Ao todo, 40 afirmaram terem sido vítimas de abusos, e dez levaram o caso à Justiça. O Ministério Público de São Paulo está investigando as denúncias.
Todos acusam o treinador de aproveitar a pouca idade deles e a falta de conhecimento dos processos do treinamento para tocá-los insistentemente. O único a falar abertamente sobre o assunto foi Petrix Barbosa, campeão pan-americano por equipes em 2011, em Guadalajara, no México, que pela primeira vez contou sua história. Ele foi um dos inúmeros atletas formados por Fernando, que trabalha há 20 anos com atletas de base, todos homens, no Clube Mesc, em São Bernardo do Campo.
— Fernando foi meu primeiro técnico, o Mesc foi meu primeiro clube, onde comecei a ginástica — conta o atleta, que não apagou da memória as piores lembranças daquele tempo. — Essa pressão psicológica num moleque de 10, 11 anos… Banho junto, me espiar… Já acordei com ele, não sei quantas vezes, com a mão dentro da minha calça.
‘PEDIA PARA ME MASTURBAR’
Hoje, Petrix treina nos Estados Unidos. Dos 6 aos 13 anos, ficou no clube sob o comando do técnico. Saiu por não suportar mais os abusos, que aconteciam no banheiro, nos treinos físicos e até mesmo fora do ginásio. O medo e a vergonha, no entanto, o impediram de contar à família.

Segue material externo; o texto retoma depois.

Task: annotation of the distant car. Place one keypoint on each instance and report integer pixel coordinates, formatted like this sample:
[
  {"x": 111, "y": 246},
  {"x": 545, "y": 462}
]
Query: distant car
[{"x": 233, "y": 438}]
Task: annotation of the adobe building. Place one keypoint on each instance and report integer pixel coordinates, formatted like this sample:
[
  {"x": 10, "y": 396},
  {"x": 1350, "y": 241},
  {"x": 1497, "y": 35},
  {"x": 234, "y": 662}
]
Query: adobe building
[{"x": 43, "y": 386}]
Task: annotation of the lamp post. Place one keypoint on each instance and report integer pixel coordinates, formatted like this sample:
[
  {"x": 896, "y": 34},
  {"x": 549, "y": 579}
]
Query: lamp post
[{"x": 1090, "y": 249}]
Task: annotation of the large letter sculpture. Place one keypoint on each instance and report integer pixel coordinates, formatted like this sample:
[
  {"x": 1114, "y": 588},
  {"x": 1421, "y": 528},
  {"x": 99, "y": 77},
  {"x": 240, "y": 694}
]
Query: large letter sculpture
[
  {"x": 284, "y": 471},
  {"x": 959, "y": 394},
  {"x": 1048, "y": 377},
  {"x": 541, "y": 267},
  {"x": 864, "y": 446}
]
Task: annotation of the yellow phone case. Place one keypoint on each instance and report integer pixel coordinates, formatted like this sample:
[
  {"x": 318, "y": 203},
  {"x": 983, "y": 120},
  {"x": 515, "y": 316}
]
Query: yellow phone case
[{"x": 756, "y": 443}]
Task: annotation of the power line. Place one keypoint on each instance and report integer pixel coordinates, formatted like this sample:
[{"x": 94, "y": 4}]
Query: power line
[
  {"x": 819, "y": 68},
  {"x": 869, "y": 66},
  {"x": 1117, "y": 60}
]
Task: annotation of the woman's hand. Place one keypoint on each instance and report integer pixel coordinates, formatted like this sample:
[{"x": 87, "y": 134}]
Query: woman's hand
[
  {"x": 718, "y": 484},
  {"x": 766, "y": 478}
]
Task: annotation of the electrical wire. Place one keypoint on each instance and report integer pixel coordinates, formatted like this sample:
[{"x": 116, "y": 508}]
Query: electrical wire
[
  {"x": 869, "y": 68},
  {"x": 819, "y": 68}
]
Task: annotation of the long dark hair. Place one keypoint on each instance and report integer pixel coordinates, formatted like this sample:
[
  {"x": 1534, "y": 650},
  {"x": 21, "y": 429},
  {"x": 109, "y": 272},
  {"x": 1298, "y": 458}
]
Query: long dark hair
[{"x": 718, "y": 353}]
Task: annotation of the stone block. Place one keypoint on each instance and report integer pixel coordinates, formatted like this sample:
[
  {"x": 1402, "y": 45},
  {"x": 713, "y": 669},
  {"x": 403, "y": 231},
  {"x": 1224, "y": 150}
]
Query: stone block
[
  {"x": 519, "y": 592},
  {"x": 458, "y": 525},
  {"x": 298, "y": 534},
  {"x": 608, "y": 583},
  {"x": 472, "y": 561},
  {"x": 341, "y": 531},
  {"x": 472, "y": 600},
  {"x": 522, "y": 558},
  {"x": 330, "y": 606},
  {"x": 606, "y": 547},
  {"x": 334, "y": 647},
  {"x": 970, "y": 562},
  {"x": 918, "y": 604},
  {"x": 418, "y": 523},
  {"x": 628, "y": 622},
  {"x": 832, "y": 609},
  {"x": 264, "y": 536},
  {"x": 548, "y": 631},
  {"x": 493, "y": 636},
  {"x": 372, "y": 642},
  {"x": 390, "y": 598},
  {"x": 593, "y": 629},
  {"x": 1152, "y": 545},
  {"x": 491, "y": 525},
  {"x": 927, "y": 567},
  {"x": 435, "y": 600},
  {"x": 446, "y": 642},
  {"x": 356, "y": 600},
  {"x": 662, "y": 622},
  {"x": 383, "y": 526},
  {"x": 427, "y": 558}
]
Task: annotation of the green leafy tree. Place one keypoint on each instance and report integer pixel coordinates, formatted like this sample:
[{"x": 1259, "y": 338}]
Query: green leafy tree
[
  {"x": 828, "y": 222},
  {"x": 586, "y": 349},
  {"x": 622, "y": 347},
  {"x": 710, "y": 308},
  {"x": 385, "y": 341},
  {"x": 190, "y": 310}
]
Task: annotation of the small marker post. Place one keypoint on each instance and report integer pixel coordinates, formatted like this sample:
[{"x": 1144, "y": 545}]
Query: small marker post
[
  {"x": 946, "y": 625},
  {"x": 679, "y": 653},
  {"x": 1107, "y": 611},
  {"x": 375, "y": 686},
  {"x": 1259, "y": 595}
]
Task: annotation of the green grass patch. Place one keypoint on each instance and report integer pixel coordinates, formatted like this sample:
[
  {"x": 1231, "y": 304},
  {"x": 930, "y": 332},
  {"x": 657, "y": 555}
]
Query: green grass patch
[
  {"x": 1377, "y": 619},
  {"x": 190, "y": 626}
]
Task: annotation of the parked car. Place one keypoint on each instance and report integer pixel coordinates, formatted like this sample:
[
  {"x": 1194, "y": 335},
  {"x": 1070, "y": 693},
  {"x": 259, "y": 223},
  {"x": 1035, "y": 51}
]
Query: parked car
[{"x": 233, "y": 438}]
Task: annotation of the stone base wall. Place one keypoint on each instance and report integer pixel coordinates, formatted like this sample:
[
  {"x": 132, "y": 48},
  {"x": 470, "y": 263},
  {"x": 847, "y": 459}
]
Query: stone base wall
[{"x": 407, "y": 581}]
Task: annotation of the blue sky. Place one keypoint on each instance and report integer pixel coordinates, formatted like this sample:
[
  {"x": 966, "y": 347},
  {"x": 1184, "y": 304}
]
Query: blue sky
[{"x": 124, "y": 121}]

— Ele sempre perguntava como estava o nosso desenvolvimento. Ele precisava acompanhar o nosso crescimento para poder mudar o treino. E ele pedia para mostrar o pênis — relembra o ginasta, que se emocionou. — Eu sempre tentei proteger a minha família de saber, o quanto ele tentava se aproximar, encostar… Eu nunca vou querer decepcioná-los ou preocupá-los por nada.
Por quatro meses, a reportagem ouviu mais de 80 pessoas, entre atletas, família e dirigentes. Os depoimentos são parecidos.
— Ele pedia para me masturbar e ejacular na frente dele — diz um ex-atleta que pediu para não se identificar.
Entre os entrevistados estão os pais responsáveis pela primeira denúncia, às vésperas dos Jogos Olímpicos do Rio, em 2016. O menino, então com 13 anos, contou tudo à família. Ele treinava no Mesc desde os 9.
Eles contaram que Fernando de Carvalho tocava nos órgãos genitais do filho.
—Ele apalpava. Toda hora era mão nas nádegas do menino — diz o pai, que também não quis ser identificado.
Depois disso, o garoto desistiu do esporte.
— O moleque é megatalentoso. Tinha futuro. Só que cortou… Cortou o sonho — diz a mãe.
As vítimas, algumas de casos de mais de 10 anos, afirmam que as suspeitas eram de conhecimento de outros técnicos ou responsáveis pelo clube. Um dos atletas contou que avisou a psicóloga do Mesc, Thais Coppini, que sofria abusos. Mas nada era feito:
— Você já ficava tipo: “Ela tá aqui pra me ajudar ou ajudar ele?” Porque ela sempre o livrava do que ele fazia.
A psicóloga disse que nunca ouviu denúncias de abuso ou assédio sexual.
Supervisora de ginástica da prefeitura de São Bernardo — o Mesc é particular mas recebe verba do município —, Ivonete Fagundes disse que nunca desconfiou de alguma conduta errada do treinador. Mas afirma que ouvia os meninos brincarem com o assunto:
— Eles brincavam que ele era pedófilo, mas nunca dei atenção. Eles falavam rindo.
Alguns migraram para o São Caetano do Sul, em 2005, onde um dos técnicos era Marcos Goto, treinador de Arthur Zanetti e coordenador da seleção brasileira. Os ginastas dizem que ele fazia piada sobre os assédios.
— Ele sabia de tudo. Ele zoava a gente: “Não consegue fazer barra aqui. Vou te levar pra sauna, pra ver se você consegue”.
O técnico não quis se manifestar. A Confederação Brasileira de Ginástica afirma que jamais teve notícia desses fatos, e que teria encaminhado para as autoridades. O Comitê Olímpico Brasileiro diz que não aceita nenhum caso de abuso ou discriminação.
Fernando Lopes, por telefone, negou as acusações.
— Acho que eu tive o problema de muitas vezes misturar, achar que era mais do um técnico. Isso talvez tenha dado uma margem de interpretação errada. Eu tenho minha consciência limpa: nunca estuprei, nunca molestei ninguém da forma como está sendo colocado.